The final boat price would be $121,050.00.

Gasoline Vs Diesel Engine Hours

Gasoline engines don’t last as long as diesel engines.  This is true for vehicle engines as well as boat engines.

The downside, of course, is that diesel engines usually cost more to buy and to maintain versus gasoline engines.  This means that if you don’t plan on using your boat a lot, you may want to opt for a gasoline engine instead.

Determining The Value The Best We Can

After researching different engines, engine lifespans, and boat values, I’ve come to the conclusion that basing your boat purchase on the number of hours on the boat engine isn’t necessarily the best idea.

A better idea is to use the number of hours as well as a few other factors to help guide you in your purchase.

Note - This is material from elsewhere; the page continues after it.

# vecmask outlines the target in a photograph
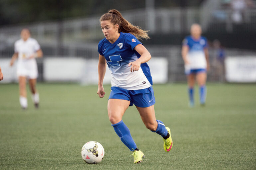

Some of these factors include:

  • The type of water that the boat was used in.
  • The age of the engine.
  • The maintenance history of the engine.

Salt Water Vs Freshwater

With saltwater comes corrosion.  Corrosion is deadly to boats as well as their engines.  This means that all-else-equal, you should consider paying less for a boat engine that was used in saltwater versus a boat engine that was used in freshwater.

However, you may also want to consider whether or not the boat was docked or taken in and out of the water.  This is because a boat that is pulled from the water each time it is ran can be cleaned out with freshwater.  Taking this step helps the engine last longer and leaves it much less susceptible to corrosion.

Growing up, we always ran our engine in a large trashcan full of water after each trip into saltwater and our engines never fell victim to corrosion.

Engine Age

Another factor to consider is the age of the engine.

An older engine can wear out over time just through the general wear and tear of time.  Rubber hoses can dry out, corrosive sprays can fade, and even replacement parts can be harder to come by.

Engine Maintenance History

The biggest factor when it comes to boat engines is the care they were given during their lifetime.  A boat owner who meticulously cares for their engine can keep the engine running much longer than someone who does not do any maintenance.

For this reason, I’d suggest that you ask for maintenance records from the owner of any boat you decide to buy.

Even an engine that is relatively new with few hours on it should have had at least some maintenance done on it.  If this maintenance wasn’t done, the engine might not last 500 hours let alone 1,500.

Engine Inspections

At the end of the day, the best way to determine the remaining lifespan of a marine engine is to have a professional inspect the engine.  The inspector can look over the maintenance records and check over the engine as well as all of its components to see how much life is left in them.

If the inspector finds something wrong with the engine, the inspector can give you an estimate of how much the repairs will cost.  This will give you a good place to begin price negotiations with the current owner.

Final Thoughts

Don’t let the number of hours on a boat engine determine whether or not you should buy a particular boat over another.

A poorly cared for engine with few hours on it can often be worse than an engine that has many hours on it but that was meticulously cared for during its lifetime.